A final winter hazard that should be mentioned in any discussion of Black Hills winters is the ice storm. Freezing rain and drizzle result when a temperature inversion spreads a layer of warmer air just above a layer of air with a temperature below freezing at the surface and precipitation is taking place. The precipitation usually begins above the surface as snow, which then melts as it falls into the layer of warmer air above the surface. The resulting drops remain in liquid form until they come in contact with surfaces that are below freezing in the cold air at ground level. The drops then freeze on contact and envelope the surface in a layer of ice. This ice accumulates on roads, trees powerlines, buildings and vehicles. When accumulations are significant, nightmarish scenarios that can include impossible driving conditions, broken tree limbs, snapped power lines and difficult walking conditions are the result. When the accumulations are light, as in the case of a light mist or precipitating fog, a beautiful frosted landscape creates the appearance of a winter wonderland. Fortunately, severe ice storms are rare in the Black Hills.

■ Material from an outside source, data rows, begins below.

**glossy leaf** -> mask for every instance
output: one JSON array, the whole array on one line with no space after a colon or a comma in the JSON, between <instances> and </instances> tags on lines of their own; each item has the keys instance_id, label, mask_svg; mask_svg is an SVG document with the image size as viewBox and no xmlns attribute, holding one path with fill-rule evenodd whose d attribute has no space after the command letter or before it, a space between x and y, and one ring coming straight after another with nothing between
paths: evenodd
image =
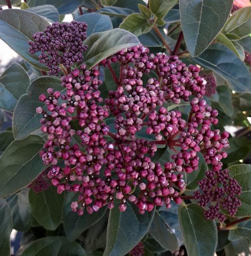
<instances>
[{"instance_id":1,"label":"glossy leaf","mask_svg":"<svg viewBox=\"0 0 251 256\"><path fill-rule=\"evenodd\" d=\"M110 19L107 15L92 13L78 17L75 20L86 22L88 24L87 36L94 33L109 30L112 28Z\"/></svg>"},{"instance_id":2,"label":"glossy leaf","mask_svg":"<svg viewBox=\"0 0 251 256\"><path fill-rule=\"evenodd\" d=\"M83 232L98 222L105 213L106 209L102 208L98 212L89 214L85 210L81 216L72 212L72 202L77 201L77 195L69 193L65 198L63 208L64 227L69 241L76 240Z\"/></svg>"},{"instance_id":3,"label":"glossy leaf","mask_svg":"<svg viewBox=\"0 0 251 256\"><path fill-rule=\"evenodd\" d=\"M216 225L206 220L204 210L195 204L180 206L179 219L188 256L214 256Z\"/></svg>"},{"instance_id":4,"label":"glossy leaf","mask_svg":"<svg viewBox=\"0 0 251 256\"><path fill-rule=\"evenodd\" d=\"M48 69L29 52L28 41L32 35L44 31L50 24L41 16L28 11L8 9L0 12L0 38L11 48L36 68Z\"/></svg>"},{"instance_id":5,"label":"glossy leaf","mask_svg":"<svg viewBox=\"0 0 251 256\"><path fill-rule=\"evenodd\" d=\"M179 248L175 233L157 211L154 215L149 232L162 247L168 250L177 250Z\"/></svg>"},{"instance_id":6,"label":"glossy leaf","mask_svg":"<svg viewBox=\"0 0 251 256\"><path fill-rule=\"evenodd\" d=\"M41 137L31 135L7 148L0 158L0 198L26 186L46 168L39 156L44 144Z\"/></svg>"},{"instance_id":7,"label":"glossy leaf","mask_svg":"<svg viewBox=\"0 0 251 256\"><path fill-rule=\"evenodd\" d=\"M53 4L60 14L67 14L80 6L82 2L82 0L54 0L53 2L51 0L28 0L28 4L30 7Z\"/></svg>"},{"instance_id":8,"label":"glossy leaf","mask_svg":"<svg viewBox=\"0 0 251 256\"><path fill-rule=\"evenodd\" d=\"M59 14L58 10L54 6L51 5L35 6L26 10L36 13L45 19L49 20L48 21L51 22L56 22L59 21Z\"/></svg>"},{"instance_id":9,"label":"glossy leaf","mask_svg":"<svg viewBox=\"0 0 251 256\"><path fill-rule=\"evenodd\" d=\"M251 33L251 6L240 8L233 13L225 25L224 34L240 39Z\"/></svg>"},{"instance_id":10,"label":"glossy leaf","mask_svg":"<svg viewBox=\"0 0 251 256\"><path fill-rule=\"evenodd\" d=\"M139 44L140 41L130 32L116 28L93 34L85 43L89 48L84 54L84 63L90 69L122 49Z\"/></svg>"},{"instance_id":11,"label":"glossy leaf","mask_svg":"<svg viewBox=\"0 0 251 256\"><path fill-rule=\"evenodd\" d=\"M123 21L119 28L139 36L149 32L154 25L154 23L151 23L142 14L133 14Z\"/></svg>"},{"instance_id":12,"label":"glossy leaf","mask_svg":"<svg viewBox=\"0 0 251 256\"><path fill-rule=\"evenodd\" d=\"M23 252L22 256L85 256L82 246L69 242L64 236L47 236L34 241Z\"/></svg>"},{"instance_id":13,"label":"glossy leaf","mask_svg":"<svg viewBox=\"0 0 251 256\"><path fill-rule=\"evenodd\" d=\"M178 0L149 0L149 8L158 18L162 19Z\"/></svg>"},{"instance_id":14,"label":"glossy leaf","mask_svg":"<svg viewBox=\"0 0 251 256\"><path fill-rule=\"evenodd\" d=\"M29 189L25 188L7 198L12 211L13 227L17 230L26 231L31 226L32 214L29 202Z\"/></svg>"},{"instance_id":15,"label":"glossy leaf","mask_svg":"<svg viewBox=\"0 0 251 256\"><path fill-rule=\"evenodd\" d=\"M32 214L37 221L49 230L55 230L62 217L64 197L57 193L55 187L35 193L32 189L29 195Z\"/></svg>"},{"instance_id":16,"label":"glossy leaf","mask_svg":"<svg viewBox=\"0 0 251 256\"><path fill-rule=\"evenodd\" d=\"M3 256L11 254L10 236L13 228L12 213L4 199L0 199L0 252Z\"/></svg>"},{"instance_id":17,"label":"glossy leaf","mask_svg":"<svg viewBox=\"0 0 251 256\"><path fill-rule=\"evenodd\" d=\"M0 77L0 108L13 112L30 83L29 76L21 65L11 65Z\"/></svg>"},{"instance_id":18,"label":"glossy leaf","mask_svg":"<svg viewBox=\"0 0 251 256\"><path fill-rule=\"evenodd\" d=\"M192 59L223 77L232 90L251 92L251 75L242 61L227 47L220 44L209 46L202 54Z\"/></svg>"},{"instance_id":19,"label":"glossy leaf","mask_svg":"<svg viewBox=\"0 0 251 256\"><path fill-rule=\"evenodd\" d=\"M140 214L137 206L127 204L121 212L118 204L110 212L104 256L123 256L130 251L148 232L155 211Z\"/></svg>"},{"instance_id":20,"label":"glossy leaf","mask_svg":"<svg viewBox=\"0 0 251 256\"><path fill-rule=\"evenodd\" d=\"M39 100L42 93L47 94L49 88L62 91L60 80L53 77L42 77L31 83L26 94L19 100L14 110L13 133L16 140L22 140L41 127L42 116L37 113L38 107L45 108L44 102Z\"/></svg>"},{"instance_id":21,"label":"glossy leaf","mask_svg":"<svg viewBox=\"0 0 251 256\"><path fill-rule=\"evenodd\" d=\"M238 197L241 206L238 208L235 217L249 216L251 212L251 165L238 164L228 168L231 177L235 179L241 187Z\"/></svg>"},{"instance_id":22,"label":"glossy leaf","mask_svg":"<svg viewBox=\"0 0 251 256\"><path fill-rule=\"evenodd\" d=\"M187 49L193 57L202 53L228 18L232 0L180 0L181 22Z\"/></svg>"}]
</instances>

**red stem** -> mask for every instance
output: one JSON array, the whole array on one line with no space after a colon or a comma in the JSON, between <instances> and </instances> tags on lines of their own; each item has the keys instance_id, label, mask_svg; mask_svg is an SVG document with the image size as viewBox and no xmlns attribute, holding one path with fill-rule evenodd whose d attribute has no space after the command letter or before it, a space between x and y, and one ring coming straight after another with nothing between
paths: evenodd
<instances>
[{"instance_id":1,"label":"red stem","mask_svg":"<svg viewBox=\"0 0 251 256\"><path fill-rule=\"evenodd\" d=\"M6 0L6 3L7 4L7 6L8 6L8 8L9 9L12 9L12 3L11 3L11 0Z\"/></svg>"},{"instance_id":2,"label":"red stem","mask_svg":"<svg viewBox=\"0 0 251 256\"><path fill-rule=\"evenodd\" d=\"M173 55L176 55L178 53L178 51L180 49L180 46L181 45L181 43L182 42L182 40L184 38L183 32L181 31L179 35L179 37L176 42L176 44L175 44L175 46L174 47L174 50L173 51Z\"/></svg>"}]
</instances>

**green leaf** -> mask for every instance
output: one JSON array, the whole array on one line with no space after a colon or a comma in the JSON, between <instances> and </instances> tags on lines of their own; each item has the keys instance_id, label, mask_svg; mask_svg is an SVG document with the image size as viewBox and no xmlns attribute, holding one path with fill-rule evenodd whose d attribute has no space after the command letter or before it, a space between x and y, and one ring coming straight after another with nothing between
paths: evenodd
<instances>
[{"instance_id":1,"label":"green leaf","mask_svg":"<svg viewBox=\"0 0 251 256\"><path fill-rule=\"evenodd\" d=\"M141 14L142 14L146 19L149 19L153 14L151 10L149 9L146 6L142 5L141 4L139 4L138 6L139 7Z\"/></svg>"},{"instance_id":2,"label":"green leaf","mask_svg":"<svg viewBox=\"0 0 251 256\"><path fill-rule=\"evenodd\" d=\"M22 256L85 256L82 246L69 242L64 236L47 236L34 241L23 252Z\"/></svg>"},{"instance_id":3,"label":"green leaf","mask_svg":"<svg viewBox=\"0 0 251 256\"><path fill-rule=\"evenodd\" d=\"M0 198L26 186L46 168L39 156L44 144L41 137L31 135L7 148L0 158Z\"/></svg>"},{"instance_id":4,"label":"green leaf","mask_svg":"<svg viewBox=\"0 0 251 256\"><path fill-rule=\"evenodd\" d=\"M29 202L29 189L26 187L7 198L12 211L13 227L20 231L27 231L32 223L32 214Z\"/></svg>"},{"instance_id":5,"label":"green leaf","mask_svg":"<svg viewBox=\"0 0 251 256\"><path fill-rule=\"evenodd\" d=\"M105 31L112 28L112 24L109 17L99 13L84 14L78 16L75 20L84 21L88 24L87 36L94 33Z\"/></svg>"},{"instance_id":6,"label":"green leaf","mask_svg":"<svg viewBox=\"0 0 251 256\"><path fill-rule=\"evenodd\" d=\"M220 33L217 36L217 41L221 43L222 44L224 44L230 50L232 50L233 52L234 52L234 53L235 53L235 54L241 59L241 60L243 60L243 59L242 59L243 54L242 53L241 51L240 51L239 46L237 45L236 48L236 45L234 44L233 42L230 40L225 35Z\"/></svg>"},{"instance_id":7,"label":"green leaf","mask_svg":"<svg viewBox=\"0 0 251 256\"><path fill-rule=\"evenodd\" d=\"M49 22L56 22L59 21L59 14L54 6L44 5L35 6L26 9L32 13L34 13L48 20Z\"/></svg>"},{"instance_id":8,"label":"green leaf","mask_svg":"<svg viewBox=\"0 0 251 256\"><path fill-rule=\"evenodd\" d=\"M188 256L214 256L216 225L206 220L203 209L195 204L180 206L179 219Z\"/></svg>"},{"instance_id":9,"label":"green leaf","mask_svg":"<svg viewBox=\"0 0 251 256\"><path fill-rule=\"evenodd\" d=\"M72 212L71 208L72 202L77 201L76 194L69 193L65 200L63 208L64 227L69 241L76 240L83 232L97 222L104 215L106 209L102 208L98 212L89 214L85 210L81 216Z\"/></svg>"},{"instance_id":10,"label":"green leaf","mask_svg":"<svg viewBox=\"0 0 251 256\"><path fill-rule=\"evenodd\" d=\"M11 64L0 77L0 108L13 112L30 83L30 78L24 68L17 63Z\"/></svg>"},{"instance_id":11,"label":"green leaf","mask_svg":"<svg viewBox=\"0 0 251 256\"><path fill-rule=\"evenodd\" d=\"M3 153L14 140L12 131L0 132L0 153Z\"/></svg>"},{"instance_id":12,"label":"green leaf","mask_svg":"<svg viewBox=\"0 0 251 256\"><path fill-rule=\"evenodd\" d=\"M82 4L82 0L28 0L30 7L41 6L42 5L51 5L58 9L60 14L71 14Z\"/></svg>"},{"instance_id":13,"label":"green leaf","mask_svg":"<svg viewBox=\"0 0 251 256\"><path fill-rule=\"evenodd\" d=\"M26 61L40 70L48 68L38 61L38 58L29 52L28 41L32 35L44 31L50 24L41 16L18 9L0 12L0 38Z\"/></svg>"},{"instance_id":14,"label":"green leaf","mask_svg":"<svg viewBox=\"0 0 251 256\"><path fill-rule=\"evenodd\" d=\"M232 0L180 0L181 27L192 56L202 53L221 30L232 2Z\"/></svg>"},{"instance_id":15,"label":"green leaf","mask_svg":"<svg viewBox=\"0 0 251 256\"><path fill-rule=\"evenodd\" d=\"M224 34L240 39L251 33L251 6L240 8L228 19L223 29Z\"/></svg>"},{"instance_id":16,"label":"green leaf","mask_svg":"<svg viewBox=\"0 0 251 256\"><path fill-rule=\"evenodd\" d=\"M116 4L117 0L101 0L100 4L103 6L113 6Z\"/></svg>"},{"instance_id":17,"label":"green leaf","mask_svg":"<svg viewBox=\"0 0 251 256\"><path fill-rule=\"evenodd\" d=\"M139 36L149 32L154 25L154 23L151 23L142 14L135 13L126 18L119 28Z\"/></svg>"},{"instance_id":18,"label":"green leaf","mask_svg":"<svg viewBox=\"0 0 251 256\"><path fill-rule=\"evenodd\" d=\"M89 46L88 50L84 53L84 63L88 69L91 69L122 49L138 45L140 41L130 32L115 28L93 34L85 41L84 43Z\"/></svg>"},{"instance_id":19,"label":"green leaf","mask_svg":"<svg viewBox=\"0 0 251 256\"><path fill-rule=\"evenodd\" d=\"M178 240L165 219L156 211L149 232L159 243L168 250L179 248Z\"/></svg>"},{"instance_id":20,"label":"green leaf","mask_svg":"<svg viewBox=\"0 0 251 256\"><path fill-rule=\"evenodd\" d=\"M194 170L188 175L186 174L186 189L194 190L198 188L199 186L198 182L205 177L205 174L207 171L207 165L203 156L200 153L198 153L198 155L199 157L198 170Z\"/></svg>"},{"instance_id":21,"label":"green leaf","mask_svg":"<svg viewBox=\"0 0 251 256\"><path fill-rule=\"evenodd\" d=\"M202 54L192 60L212 70L222 77L231 90L251 92L251 75L245 65L227 47L216 43L209 46Z\"/></svg>"},{"instance_id":22,"label":"green leaf","mask_svg":"<svg viewBox=\"0 0 251 256\"><path fill-rule=\"evenodd\" d=\"M64 202L63 195L57 193L55 187L29 195L32 214L37 221L46 229L55 230L60 223Z\"/></svg>"},{"instance_id":23,"label":"green leaf","mask_svg":"<svg viewBox=\"0 0 251 256\"><path fill-rule=\"evenodd\" d=\"M136 245L148 232L155 211L140 214L137 206L127 204L121 212L116 204L108 221L106 247L103 256L123 256Z\"/></svg>"},{"instance_id":24,"label":"green leaf","mask_svg":"<svg viewBox=\"0 0 251 256\"><path fill-rule=\"evenodd\" d=\"M64 89L58 78L42 77L34 80L27 94L19 99L13 116L13 133L16 140L22 140L41 127L42 115L37 113L36 109L38 107L45 108L44 103L39 97L42 93L46 94L49 88L55 91Z\"/></svg>"},{"instance_id":25,"label":"green leaf","mask_svg":"<svg viewBox=\"0 0 251 256\"><path fill-rule=\"evenodd\" d=\"M218 104L225 114L232 117L233 114L233 106L231 91L225 85L217 86L216 90L219 97Z\"/></svg>"},{"instance_id":26,"label":"green leaf","mask_svg":"<svg viewBox=\"0 0 251 256\"><path fill-rule=\"evenodd\" d=\"M235 179L241 187L238 197L241 206L238 208L235 217L246 217L251 215L251 165L238 164L228 168L232 178Z\"/></svg>"},{"instance_id":27,"label":"green leaf","mask_svg":"<svg viewBox=\"0 0 251 256\"><path fill-rule=\"evenodd\" d=\"M126 18L132 14L133 11L132 10L127 8L120 8L120 7L115 7L111 6L110 7L105 7L97 10L97 13L108 15L111 17L118 17L120 18Z\"/></svg>"},{"instance_id":28,"label":"green leaf","mask_svg":"<svg viewBox=\"0 0 251 256\"><path fill-rule=\"evenodd\" d=\"M11 254L10 236L13 228L12 212L4 199L0 199L0 251L3 256Z\"/></svg>"},{"instance_id":29,"label":"green leaf","mask_svg":"<svg viewBox=\"0 0 251 256\"><path fill-rule=\"evenodd\" d=\"M149 8L158 18L162 19L178 0L149 0Z\"/></svg>"}]
</instances>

Freezing mist created these frosty looking pine trees along Rapid City's Skyline Drive.
Photo by Dan Carlson.

When discussing the various winter weather hazards that face the Black Hills region, one must be cautious not to overstate the dangers. The area provides some of the most excellent outdoor winter recreation anywhere with miles of snowmobile and cross country ski trails, excellent downhill skiing, ice fishing and breathtaking scenery. Fear of dangerous winter weather should not keep a person from enjoying all that the Black Hills have to offer during the winter months, but respect for the turns that nature can take, and a watchful eye on changing conditions, will ensure that participation in outdoor winter activities remains safe and enjoyable.